睜開眼睛,一個巨大的馬鼻子正在聞我臉上的氣味兒,馬嘴巴上的長須把我紮得又癢又疼。接著馬打了一個噴嚏,我的臉上糊了一層粘液。有鼻涕的成份。事情發生在一瞬間,躲都來不及。
巴紮別克大叔騎馬一匹棗紅馬上,居高臨下地看著我。他嘿嘿笑著,一隻手牽著韁繩,一隻手捋著花白的胡子看著我。他是我的朋友,我們認識不久,是個有錢的蒙古族牧民。
“老家夥,你也太不夠意思了。我要是走火入魔,你吃不了兜著走。”我說著用袖子擦臉。
“我聽不懂你在說什麼。你們為什麼不離開這裏?”他問。
“我們為什麼要離開這裏?這是你家的地盤?”
“是共產黨的地盤。隻是我覺得你們一來這裏就變壞了。”
“我們不走這裏一樣變壞。我愛共產黨,祖國就是我的家。所以你不能趕我們走。”
“小夥子,走路的時候別踩著鮮花,那是為牛羊準備的午餐。

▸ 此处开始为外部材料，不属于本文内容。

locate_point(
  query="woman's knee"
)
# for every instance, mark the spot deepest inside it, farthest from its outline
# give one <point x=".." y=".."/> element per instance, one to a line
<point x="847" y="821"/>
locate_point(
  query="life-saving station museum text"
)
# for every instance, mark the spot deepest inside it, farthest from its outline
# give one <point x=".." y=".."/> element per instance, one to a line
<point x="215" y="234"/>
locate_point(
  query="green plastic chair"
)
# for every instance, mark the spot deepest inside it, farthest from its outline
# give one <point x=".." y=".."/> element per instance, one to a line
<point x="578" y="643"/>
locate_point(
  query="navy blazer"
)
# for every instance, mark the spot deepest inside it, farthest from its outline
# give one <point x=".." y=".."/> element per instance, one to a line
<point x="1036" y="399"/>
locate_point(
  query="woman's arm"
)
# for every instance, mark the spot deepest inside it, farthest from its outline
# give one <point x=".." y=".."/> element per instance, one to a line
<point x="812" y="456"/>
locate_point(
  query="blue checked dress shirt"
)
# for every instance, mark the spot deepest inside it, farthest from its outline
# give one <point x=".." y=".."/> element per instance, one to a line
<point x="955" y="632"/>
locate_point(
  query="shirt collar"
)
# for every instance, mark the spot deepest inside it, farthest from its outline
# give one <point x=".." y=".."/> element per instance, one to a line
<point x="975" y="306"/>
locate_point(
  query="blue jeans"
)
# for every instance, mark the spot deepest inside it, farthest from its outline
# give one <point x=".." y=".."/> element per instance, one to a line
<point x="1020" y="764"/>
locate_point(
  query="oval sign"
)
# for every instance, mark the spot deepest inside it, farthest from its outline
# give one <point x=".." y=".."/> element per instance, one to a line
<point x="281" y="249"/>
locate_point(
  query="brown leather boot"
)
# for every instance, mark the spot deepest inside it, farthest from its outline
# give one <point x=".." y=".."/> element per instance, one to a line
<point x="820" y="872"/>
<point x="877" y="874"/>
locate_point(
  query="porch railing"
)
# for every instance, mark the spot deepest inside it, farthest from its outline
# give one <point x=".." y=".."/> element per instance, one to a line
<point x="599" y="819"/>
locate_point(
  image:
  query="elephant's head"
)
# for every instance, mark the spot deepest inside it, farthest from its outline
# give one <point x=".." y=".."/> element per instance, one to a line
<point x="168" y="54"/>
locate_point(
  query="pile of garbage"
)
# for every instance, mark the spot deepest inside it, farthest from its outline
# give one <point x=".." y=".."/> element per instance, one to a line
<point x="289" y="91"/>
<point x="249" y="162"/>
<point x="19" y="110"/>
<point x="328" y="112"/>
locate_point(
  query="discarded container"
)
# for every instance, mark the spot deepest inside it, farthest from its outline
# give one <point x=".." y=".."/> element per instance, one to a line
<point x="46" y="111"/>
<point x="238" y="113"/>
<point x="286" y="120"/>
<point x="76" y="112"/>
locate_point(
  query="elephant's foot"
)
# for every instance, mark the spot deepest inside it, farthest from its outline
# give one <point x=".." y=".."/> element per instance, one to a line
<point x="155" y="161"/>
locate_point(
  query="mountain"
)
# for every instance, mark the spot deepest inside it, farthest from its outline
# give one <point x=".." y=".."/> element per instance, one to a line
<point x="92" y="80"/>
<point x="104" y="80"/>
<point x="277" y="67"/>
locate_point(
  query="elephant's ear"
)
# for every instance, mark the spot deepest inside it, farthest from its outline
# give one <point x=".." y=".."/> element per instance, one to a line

”
“你以為賽裏木草原全是你們家的?切!”
“全部是我家的共產黨就要收拾我。以前我們家是這一帶最大的巴依,整個草原都是我們家的。我們家的草地你幾天也走不完。”
“我開車,一個小時你們家的草原就轉完了。”
“那我就沒辦法了。現代化的東西我頭大的很,還是騎馬好。騎馬走在我的草原上,手裏拿著一瓶酒,心裏高興得很。”
“你這是去哪裏?我聽說你在城堡裏有別墅?”
“那當然,不過我還是住不慣,還是家裏舒服。”
“我要是有錢,也在這裏買上一個別墅。”
“我幾年前在這裏買房子的時候才花了6000塊,現在給我出十萬塊也不賣!”
“呃。別聽他胡說,現在房價掉得厲害。”死神袋鼠說。
“我沒那麼傻,再說我也沒有錢。”我對他說。
“你在和誰說話呢?”巴紮別克大叔問。
“不知道。你去哪裏?”我問。
“我要回家看看,城裏就這麼回事,沒有家裏好,我的牛羊在家裏等著我呢,離開它們我一天也活不下去。”巴紮別克大叔說。
“拜拜。”他向我揮了揮手,然後調轉馬頭出城了。
“你是不是以為我是個傻瓜?”望著巴紮別克大叔的背影,我對死神袋鼠說。
“沒有啊,我隻是覺得你有時候像個白癡。想的盡些沒屁眼兒的事。呃。”死神袋鼠說。
“就差十秒。那天。二皮條跑掉了,我啥也沒幹成。都怪你。”
“呃呃。我幸好提前兩分鍾幹涉你。不然這個社會真的要墮落了。”
“我今天有好多事要做,你別跟著我。”
“呃呃,好噠。這裏海拔高,空氣稀少,你啥事也幹不成。”
“你想讓我幹啥事?說!”
“就是那種事唄。呃。這裏海拔高,你的腎腺素壓力不夠。”
“切,騙誰呢你!這裏的牧民一窩一窩地生。我也沒見哪個壓力不夠用的。”
“呃。呃。那是人家。品種不一樣。”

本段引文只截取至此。